Miller also pointed out that the Las Vegas area has made big strides in water conservation but that plenty of work remains in the growing, drought-stricken desert metropolis.

Lake Mead, the source of about 90 percent of Southern Nevada’s water, is nearing its first federally declared shortage, which would slash Nevada’s allocation of Colorado River water next year.

To help conserve water, nearly one-third of all grass in Southern Nevada needs to be removed by the end of 2026 under a bill signed into law last month by Gov. Steve Sisolak.

The measure prohibits Colorado River water distributed by the Southern Nevada Water Authority from being used to irrigate “nonfunctional turf” starting in 2027. The water authority has said this will include the grass between roads and sidewalks, in medians and in traffic circles, and decorative grass outside businesses and housing developments.

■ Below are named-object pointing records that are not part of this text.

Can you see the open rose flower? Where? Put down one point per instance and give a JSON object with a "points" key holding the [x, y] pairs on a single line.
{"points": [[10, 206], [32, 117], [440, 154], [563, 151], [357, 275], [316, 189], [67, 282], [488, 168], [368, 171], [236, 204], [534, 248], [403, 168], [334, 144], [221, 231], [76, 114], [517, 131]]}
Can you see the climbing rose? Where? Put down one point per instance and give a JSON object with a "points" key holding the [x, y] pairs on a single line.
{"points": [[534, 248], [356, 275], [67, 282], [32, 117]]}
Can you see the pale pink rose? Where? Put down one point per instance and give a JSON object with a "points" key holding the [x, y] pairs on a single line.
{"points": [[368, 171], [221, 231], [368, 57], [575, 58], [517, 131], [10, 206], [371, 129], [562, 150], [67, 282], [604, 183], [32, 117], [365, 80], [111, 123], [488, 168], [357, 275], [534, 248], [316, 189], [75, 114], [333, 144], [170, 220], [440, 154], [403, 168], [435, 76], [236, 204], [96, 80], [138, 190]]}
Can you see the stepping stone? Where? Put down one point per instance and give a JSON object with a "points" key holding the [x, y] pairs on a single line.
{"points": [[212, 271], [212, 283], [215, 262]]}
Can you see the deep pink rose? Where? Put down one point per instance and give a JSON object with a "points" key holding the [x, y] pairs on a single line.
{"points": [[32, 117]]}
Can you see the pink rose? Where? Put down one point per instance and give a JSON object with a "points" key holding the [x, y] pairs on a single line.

Whether the region has access to enough water for its projected growth depends on factors such as water conservation, climate change and per-capita usage, water authority spokesman Bronson Mack said.

The agency plans “for a variety of scenarios” related to such issues to help it anticipate and meet water demand “over the next half century,” he said.

Homebuilders and apartment developers are still buying desert tracts in Southern Nevada for new projects and are unlikely to deplete every available parcel anytime soon.

But no one has built a residential high-rise — an expensive way to cram a lot of residents onto a small plot — in the Las Vegas area for more than a decade, and the valley’s suburban sprawl is ringed by federal land, not privately owned parcels that would be easier for developers to purchase.

A sweeping lands bill that would protect 2 million acres for recreation and conservation in exchange for offering public land for development in Clark County has been promoted in the U.S. Senate but still faces hurdles to become law, officials said last month.